'Absurd and reckless': Trump administration uses coronavirus pandemic as cover as it loosens crop poison regulation
(AFP/File/JIM WATSON)

The Trump EPA wants to reapprove a dangerous herbicide and is hiding behind the COVID-19 pandemic to excuse its manufacturer from monitoring levels of the poison in Midwest lakes and streams.


The Trump EPA plans to raise the concentration of atrazine, the nation’s second-most used herbicide, allowed in streams and lakes to 15 parts per billion, more than four times higher than what the EPA had recommended under Obama. In April, Elissa Reaves, the acting director of the herbicide re-evaluation division, suspended the monitoring program for the rest of the year.

“The public will now have no idea whether dangerous levels of atrazine are reaching rivers and streams throughout the Midwest,” said Nathan Donley, a senior scientist with the Center for Biological Diversity. “That’s absurd and reckless.”

Atrazine, which is banned in Europe, often washes into streams and lakes and is one of the most common contaminants of drinking water. It chemically castrates frogs.
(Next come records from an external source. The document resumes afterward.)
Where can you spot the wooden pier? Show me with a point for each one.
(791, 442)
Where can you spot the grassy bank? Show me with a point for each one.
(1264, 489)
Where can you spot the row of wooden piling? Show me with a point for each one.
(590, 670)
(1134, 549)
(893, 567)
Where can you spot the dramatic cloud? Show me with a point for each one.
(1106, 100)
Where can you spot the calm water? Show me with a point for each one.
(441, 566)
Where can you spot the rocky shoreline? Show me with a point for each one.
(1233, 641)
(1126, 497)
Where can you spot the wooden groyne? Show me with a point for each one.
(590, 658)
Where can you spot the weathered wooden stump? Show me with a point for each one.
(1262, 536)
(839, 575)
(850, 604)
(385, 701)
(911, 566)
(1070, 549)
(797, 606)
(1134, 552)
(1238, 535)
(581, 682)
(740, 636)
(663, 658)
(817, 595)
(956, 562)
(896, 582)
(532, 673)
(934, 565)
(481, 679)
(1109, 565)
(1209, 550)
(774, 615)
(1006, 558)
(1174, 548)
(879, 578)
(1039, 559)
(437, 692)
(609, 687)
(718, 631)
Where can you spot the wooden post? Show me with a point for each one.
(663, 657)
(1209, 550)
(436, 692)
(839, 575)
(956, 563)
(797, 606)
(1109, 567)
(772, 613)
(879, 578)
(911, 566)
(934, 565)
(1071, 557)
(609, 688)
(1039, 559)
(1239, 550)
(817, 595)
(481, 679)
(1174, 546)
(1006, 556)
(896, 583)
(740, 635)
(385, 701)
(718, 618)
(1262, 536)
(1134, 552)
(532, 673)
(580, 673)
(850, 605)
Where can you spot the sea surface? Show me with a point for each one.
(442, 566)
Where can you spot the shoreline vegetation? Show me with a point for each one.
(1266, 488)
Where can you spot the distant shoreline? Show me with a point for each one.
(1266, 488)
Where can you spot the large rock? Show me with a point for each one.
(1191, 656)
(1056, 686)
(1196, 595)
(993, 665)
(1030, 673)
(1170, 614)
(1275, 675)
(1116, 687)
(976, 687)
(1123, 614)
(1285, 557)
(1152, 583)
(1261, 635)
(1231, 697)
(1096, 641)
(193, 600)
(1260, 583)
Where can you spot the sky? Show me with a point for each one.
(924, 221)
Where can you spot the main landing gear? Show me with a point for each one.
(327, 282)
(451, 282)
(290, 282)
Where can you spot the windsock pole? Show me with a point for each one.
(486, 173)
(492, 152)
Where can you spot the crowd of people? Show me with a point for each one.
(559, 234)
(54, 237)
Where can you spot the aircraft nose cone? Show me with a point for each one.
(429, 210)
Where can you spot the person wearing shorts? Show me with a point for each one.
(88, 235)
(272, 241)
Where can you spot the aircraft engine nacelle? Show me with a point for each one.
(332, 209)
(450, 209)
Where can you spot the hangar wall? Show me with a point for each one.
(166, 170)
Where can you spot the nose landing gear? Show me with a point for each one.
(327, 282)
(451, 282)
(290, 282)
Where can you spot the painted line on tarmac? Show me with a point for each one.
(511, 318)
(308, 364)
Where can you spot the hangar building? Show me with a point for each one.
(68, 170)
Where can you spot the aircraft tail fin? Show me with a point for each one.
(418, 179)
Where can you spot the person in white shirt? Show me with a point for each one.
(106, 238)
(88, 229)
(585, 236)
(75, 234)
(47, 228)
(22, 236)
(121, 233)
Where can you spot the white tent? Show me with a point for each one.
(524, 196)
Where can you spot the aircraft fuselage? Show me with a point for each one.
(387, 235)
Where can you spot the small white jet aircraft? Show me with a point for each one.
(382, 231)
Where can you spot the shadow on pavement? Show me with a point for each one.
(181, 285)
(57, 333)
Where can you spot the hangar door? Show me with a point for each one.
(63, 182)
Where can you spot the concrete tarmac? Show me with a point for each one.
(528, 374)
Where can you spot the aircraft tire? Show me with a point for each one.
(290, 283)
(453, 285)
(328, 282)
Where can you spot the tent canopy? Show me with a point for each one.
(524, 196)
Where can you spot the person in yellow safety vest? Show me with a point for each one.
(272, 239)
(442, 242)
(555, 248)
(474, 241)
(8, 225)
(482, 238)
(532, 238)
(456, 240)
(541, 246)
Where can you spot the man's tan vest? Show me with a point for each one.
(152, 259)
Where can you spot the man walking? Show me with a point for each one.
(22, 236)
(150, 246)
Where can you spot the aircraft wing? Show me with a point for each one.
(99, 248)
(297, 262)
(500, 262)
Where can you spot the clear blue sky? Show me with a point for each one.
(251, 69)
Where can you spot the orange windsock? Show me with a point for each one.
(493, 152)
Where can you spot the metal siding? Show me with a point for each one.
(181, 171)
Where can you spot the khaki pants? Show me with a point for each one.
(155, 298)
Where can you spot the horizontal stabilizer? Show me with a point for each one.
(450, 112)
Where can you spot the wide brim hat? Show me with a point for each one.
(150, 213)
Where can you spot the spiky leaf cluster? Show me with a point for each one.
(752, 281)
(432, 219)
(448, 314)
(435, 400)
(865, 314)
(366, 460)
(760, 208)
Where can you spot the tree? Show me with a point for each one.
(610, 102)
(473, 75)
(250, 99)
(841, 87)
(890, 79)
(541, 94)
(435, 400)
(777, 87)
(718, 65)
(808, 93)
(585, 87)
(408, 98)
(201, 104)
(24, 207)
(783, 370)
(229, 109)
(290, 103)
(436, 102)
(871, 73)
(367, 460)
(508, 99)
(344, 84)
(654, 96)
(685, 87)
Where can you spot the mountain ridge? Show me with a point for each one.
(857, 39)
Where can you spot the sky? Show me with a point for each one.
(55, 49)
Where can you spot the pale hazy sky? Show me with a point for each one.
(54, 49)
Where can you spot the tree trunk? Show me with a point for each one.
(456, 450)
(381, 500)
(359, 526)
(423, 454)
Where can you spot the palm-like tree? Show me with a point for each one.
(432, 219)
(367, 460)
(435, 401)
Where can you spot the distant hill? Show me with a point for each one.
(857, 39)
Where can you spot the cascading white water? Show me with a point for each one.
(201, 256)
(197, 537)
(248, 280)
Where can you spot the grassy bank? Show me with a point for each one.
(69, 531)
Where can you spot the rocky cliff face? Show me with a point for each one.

More than 70 million pounds of atrazine was sprayed in 2016,  mostly to control weeds in cornfields but also on sorghum, sugarcane and other crops.

Syngenta, the Swiss company that is the main manufacturer of atrazine, didn’t report any federal lobbying in 2019, but its former lobbyists include Jeff Sands who took a $99,125 pay cut in 2017 to work for then-EPA Administrator Scott Pruitt as a senior agricultural advisor.

Sands, who is no longer at the EPA, received an ethics waiver from Don McGahn, then Trump’s attorney, to be able to participate in agricultural issues, including those which he previously lobbied. The waiver was not supposed to include anything relating to Syngenta.

The Swiss company is known for trashing its critics and wielded influence over EPA decisions long before Trump was elected. Syngenta commissioned a psychological profile of Tyrone Hayes, the University of California, Berkeley, professor whose research found atrazine appeared to disrupt the sexual development of frogs.

The EPA’s 2007 and 2012 assessments of atrazine excluded 74 of 75 published laboratory studies on the effects of atrazine on amphibians. The single study it relied on, which found virtually no adverse reproductive impacts even at relatively high doses of atrazine, was funded by Syngenta and had a co-author, Alan Hosmer, who was an employee of Syngenta.

The EPA’s ecological risk assessment, done during the Obama administration, repeatedly cites a 2008 paper, funded by Syngenta, about atrazine’s effects on fish, amphibians and reptiles by pesticide industry consultant Keith Solomon and his colleagues.

Jason Rohr and Krista McCoy, then at the University of South Florida, found that Solomon misrepresented more than 50 of the studies he and his colleagues reviewed with 122 inaccurate and 22 misleading statements. About 96.5% of these inaccurate or misleading statements appeared to benefit Syngenta.

Frogs are an indicator species, meaning that harm to them can show risks to other species. The average decline for amphibian populations is about 3.8% a year. At this rate, some species will disappear in half the habitats they occupy in about 20 years.